Column: Promotion brings success

Lisa_SchmidtWhile advertising is the most visible activity of business, you also need promotion to be successful. What a company has been doing privately for many years may suddenly become public the moment it starts to advertise. Advertising invites people to try a product or service and also invites public criticism if their products or services do not live up to the promised benefits.

Sometimes a company or business person invites criticism by speaking out unprepared during interviews with the media. During an interview for an article, I was surprised when the company representative said to the reporter, “I could say I planned all this, but I was just out there with a couple of other guys working my ass off every day. I wasn’t even sure for a long time that I liked this business. My advantage is that I learned every detail of this business from the bottom and I mean being janitor. I learned I wasn’t the smartest man and that gave me one prime ingredient for success – fear. I mean a man should have enough fear so that he’s always second guessing himself.”

On another occasion where the media was not represented, a business man said, “Does anyone ever tell you that this marketing stuff just scares the [bleep] out of him?”

So I’m reminded of what Alexander Hamilton once said:

“Men give me credit for some genius. All the genius I have lies in this. When I have a subject in hand, I study it profoundly. Day and night it is before me. I explore it in all its bearings. My mind becomes pervaded with it. Then the effort I have made is what people are pleased to call the fruit of genius. It is the fruit of labor and thought.”

There is a strategic marketing process for advertising and publicity that we can all follow to alleviate some of the stress. It’s called a promotional strategy.

A planned promotional strategy is the most important part of any marketing communications. There is no magic wand or magic marketing bullet, but there is a strategic communications process that can be applied to achieve a promotional strategy that gets the purchaser to the point of making a purchase decision which is the ultimate purpose of most marketing.

The message must accomplish three tasks in order to be effective:

• It must gain the receiver’s attention

• It must be understood by both the receiver and the sender

• It must stimulate the receiver’s needs and suggest an appropriate method of satisfying them

After gaining attention, we must gain interest and then stimulate desire by convincing the would-be consumer of the product’s or service’s ability to satisfy his or her needs. Thus, promotion is the act of informing, persuading and influencing the consumer’s purchase decision, but is not accomplished solely by advertising.

Advertising is one piece of the promotional mix. Selling is also included in the promotional mix. However, advertising is widely criticized because it influences so strongly. As a selling tool, it is often attacked for its excesses. Therefore, the promotional strategy must encompass the message throughout the other elements of the marketing mix:  product or service, price and place or distribution channel.

Often a combination of promotions to develop a synergy between media types is useful. Newspapers can be used to disseminate an idea; magazines can be followed up for the harder sell because they have retentive value. An article or news story adds value because of the perception that a third party has endorsed the idea, product or service since the story is not being told directly by the company.

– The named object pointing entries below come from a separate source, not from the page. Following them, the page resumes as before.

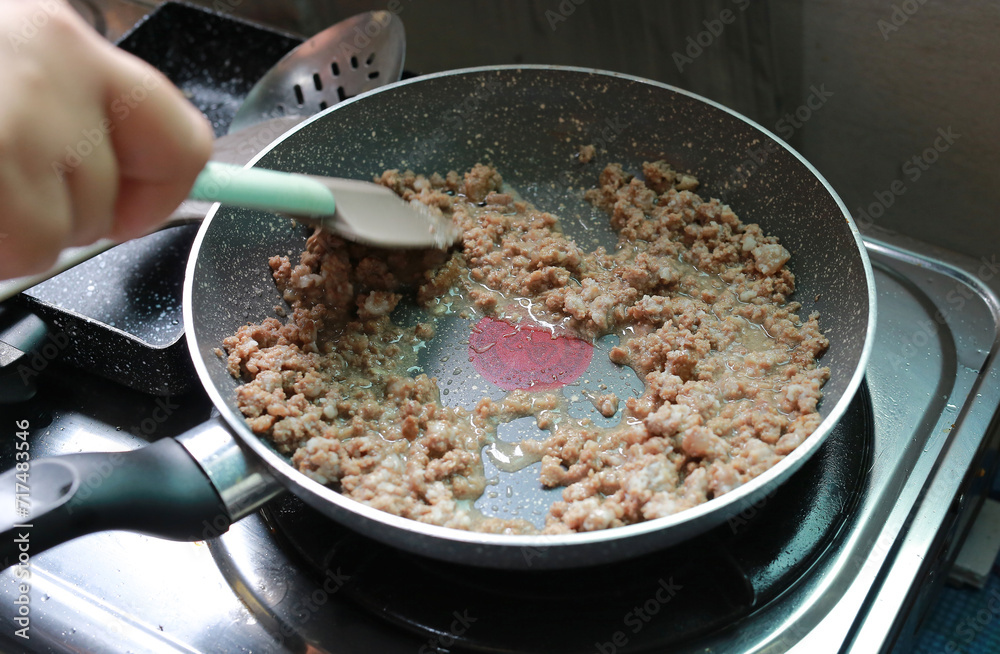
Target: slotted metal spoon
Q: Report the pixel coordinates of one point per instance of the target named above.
(355, 55)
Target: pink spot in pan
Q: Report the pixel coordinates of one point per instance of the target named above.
(526, 357)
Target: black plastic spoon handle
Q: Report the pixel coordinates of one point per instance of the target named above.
(158, 490)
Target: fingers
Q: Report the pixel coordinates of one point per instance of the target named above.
(93, 142)
(161, 143)
(93, 186)
(36, 220)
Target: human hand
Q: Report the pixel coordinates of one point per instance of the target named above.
(93, 141)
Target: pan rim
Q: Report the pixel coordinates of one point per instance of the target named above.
(306, 488)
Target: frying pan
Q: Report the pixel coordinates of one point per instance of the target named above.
(529, 121)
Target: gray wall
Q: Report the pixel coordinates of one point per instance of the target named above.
(884, 93)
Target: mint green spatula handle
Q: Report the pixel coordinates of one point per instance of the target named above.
(257, 188)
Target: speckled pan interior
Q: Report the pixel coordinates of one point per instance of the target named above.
(530, 123)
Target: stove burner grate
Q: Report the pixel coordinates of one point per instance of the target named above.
(653, 601)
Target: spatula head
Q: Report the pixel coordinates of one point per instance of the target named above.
(373, 214)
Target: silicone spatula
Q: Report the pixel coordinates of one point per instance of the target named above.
(357, 210)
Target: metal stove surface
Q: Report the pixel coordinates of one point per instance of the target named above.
(933, 394)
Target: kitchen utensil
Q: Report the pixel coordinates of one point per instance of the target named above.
(355, 55)
(530, 120)
(358, 210)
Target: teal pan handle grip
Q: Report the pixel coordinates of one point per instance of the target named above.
(258, 188)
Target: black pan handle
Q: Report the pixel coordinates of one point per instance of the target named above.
(161, 489)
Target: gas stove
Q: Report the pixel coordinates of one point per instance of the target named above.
(845, 556)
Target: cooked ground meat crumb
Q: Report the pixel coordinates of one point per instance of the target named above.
(699, 300)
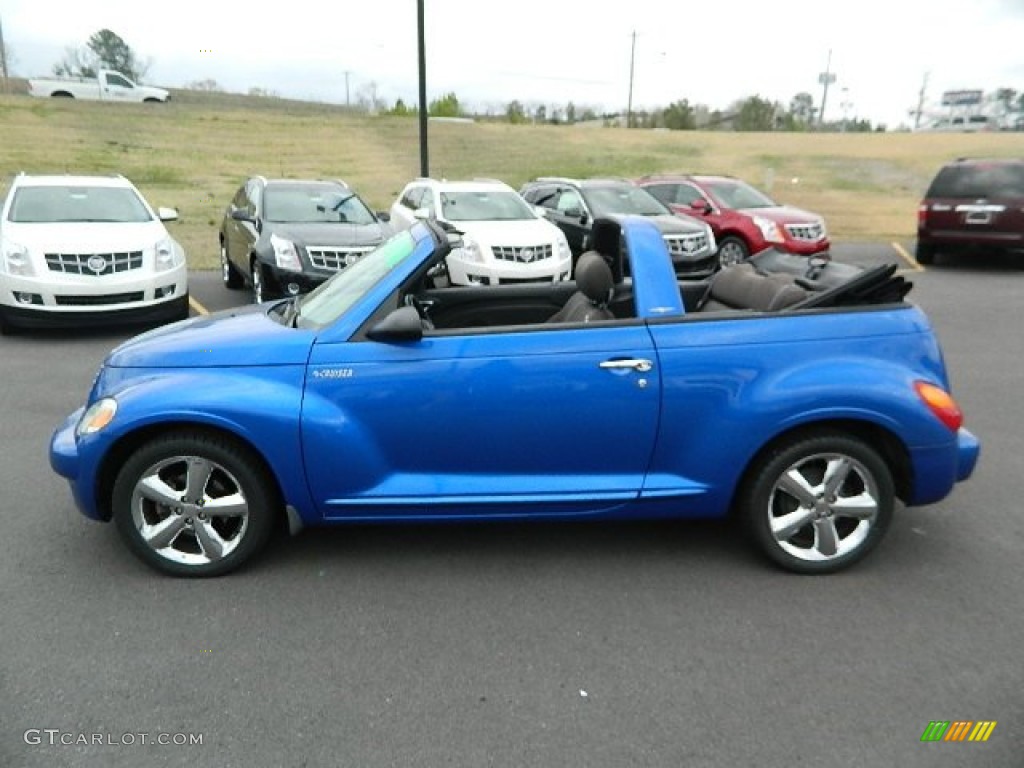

While there is often a direct surprise in the things that come from working with interesting companies and the people in them, I had received about the 700th call in a week from the guy mentioned earlier and almost lost it. As politely as I could, I said, “You know ___, I’m not even sure that we want to work with you anymore because you’re such a (I didn’t finish).” Then, he said, “Yeah, I know I’m a pain in the ‘you know where,’ and now that we’ve got that settled, here’s what I want to ask you this time.” 

Maybe part of the secret is open dialogue. My best advice: talk early and often with your marketing firm or you can take Alexander Hamilton’s advice. You can devour great volumes of books by David Ogilvy or other advertising greats by studying marketing profoundly day and night. Or you might just pick the brain of some of the local marketing strategists in town and work with your local newspapers.